A panic attack is a sudden feeling of overwhelming anxiety or fear that lasts for several minutes. It's often accompanied by a pounding heart, sweating or the feeling that you can't think or breathe. It typically has no obvious cause.
Signs You Should Get Help for Panic Attacks
Panic attacks are the main symptom of panic disorder. You may have panic disorder if one or more of the following statements are true:
- You have repeated panic attacks
- Your panic attacks interfere with your work, relationships or other parts of your life
- You worry about when you'll have another panic attack
- You fear or avoid places where you've had panic attacks in the past
How to Get Help for Panic Attacks
- If you've never had a diagnosis of panic disorder: Make an appointment with your primary care provider, or find a new primary care provider at Rush. They can talk with you about your symptoms and recommend next steps. They may refer you to a psychologist (who can provide psychotherapy) or a psychiatrist (who can prescribe medications).

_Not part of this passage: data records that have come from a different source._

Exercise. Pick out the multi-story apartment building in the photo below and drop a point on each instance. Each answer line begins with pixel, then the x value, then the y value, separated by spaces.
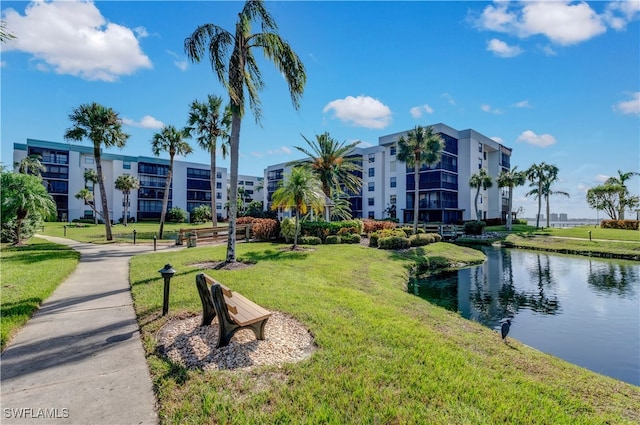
pixel 190 186
pixel 388 188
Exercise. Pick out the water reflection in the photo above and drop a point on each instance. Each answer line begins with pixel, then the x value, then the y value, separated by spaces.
pixel 584 310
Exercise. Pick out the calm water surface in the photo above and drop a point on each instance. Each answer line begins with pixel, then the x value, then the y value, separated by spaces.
pixel 583 310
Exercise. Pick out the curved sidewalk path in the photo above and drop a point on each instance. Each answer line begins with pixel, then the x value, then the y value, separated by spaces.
pixel 79 359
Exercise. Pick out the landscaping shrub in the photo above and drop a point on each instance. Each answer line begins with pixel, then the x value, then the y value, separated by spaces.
pixel 423 239
pixel 351 238
pixel 370 226
pixel 333 239
pixel 309 240
pixel 201 214
pixel 394 242
pixel 176 215
pixel 474 227
pixel 620 224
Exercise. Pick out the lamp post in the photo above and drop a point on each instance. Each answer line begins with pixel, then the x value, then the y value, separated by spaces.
pixel 167 273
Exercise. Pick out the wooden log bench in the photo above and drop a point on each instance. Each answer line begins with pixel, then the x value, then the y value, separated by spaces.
pixel 234 311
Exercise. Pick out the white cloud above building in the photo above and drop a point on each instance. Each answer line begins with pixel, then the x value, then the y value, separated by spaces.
pixel 73 38
pixel 360 111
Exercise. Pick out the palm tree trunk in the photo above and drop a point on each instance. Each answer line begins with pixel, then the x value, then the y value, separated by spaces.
pixel 509 208
pixel 416 206
pixel 212 180
pixel 103 197
pixel 234 145
pixel 165 198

- If you have a diagnosis of panic disorder, or a referral to a psychiatrist or psychologist: If you're not sure whether to start with a psychologist or a psychiatrist, we can advise you. (Psychologists generally focus on providing psychotherapy. Psychiatrists generally focus on prescribing medications and medical procedures.)

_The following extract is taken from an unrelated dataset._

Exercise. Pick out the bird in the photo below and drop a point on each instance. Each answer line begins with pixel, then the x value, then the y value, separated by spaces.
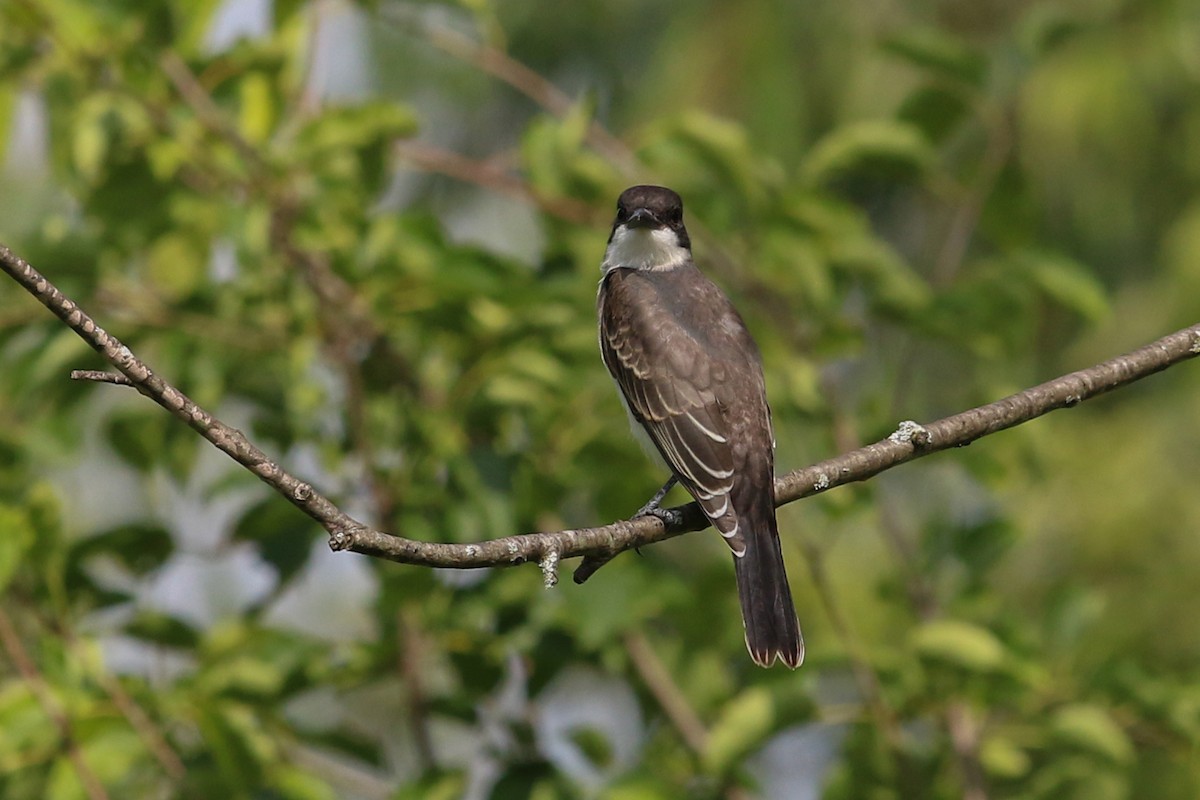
pixel 690 377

Panic Attack Treatment at Rush
Panic attacks usually get better with medication, psychotherapy or both.
Primary care providers and psychiatrists (medical doctors who specialize in mental health) can prescribe medications that help with panic attacks. These typically include antidepressants, which have been shown to improve symptoms of panic disorder.
Your doctor will work closely with you to determine which medications and dosages work best for you.
Psychologists at Rush are experts in cognitive-behavioral therapy (CBT), a kind of psychotherapy proven to reduce panic attacks.
During CBT, your therapist (that is, your psychologist) will teach you how to anticipate and respond to panic attacks. By learning new ways to react when you feel one coming on, you can often prevent panic attacks from happening.
Rush Excellence in Panic Attack Care
- Coordinated, comprehensive care: Providers at Rush work together to make sure you have access to the right expertise at the right time. If your primary care provider or psychiatrist thinks you'll benefit from psychotherapy, they'll refer to you to a trusted psychologist. If your psychologist thinks you'll benefit from medications, they'll refer you to a trusted psychiatrist. No matter where you start, you'll have access to a whole team of experts in every aspect of mental health.
- Highly experienced therapists: Psychologists at Rush have treated thousands of patients using cognitive-behavioral therapy (CBT), the most effective type of therapy for most people with panic attacks. This experience — and the resulting expertise about what does and doesn't work — will inform your care.
- Support when you need it: Sometimes, after going away, panic attacks can come back during a stressful period of your life. To help with this, psychologists at Rush offer "booster sessions" of cognitive-behavioral therapy. If you need to, you can come back any time for one or a few sessions to get back on track.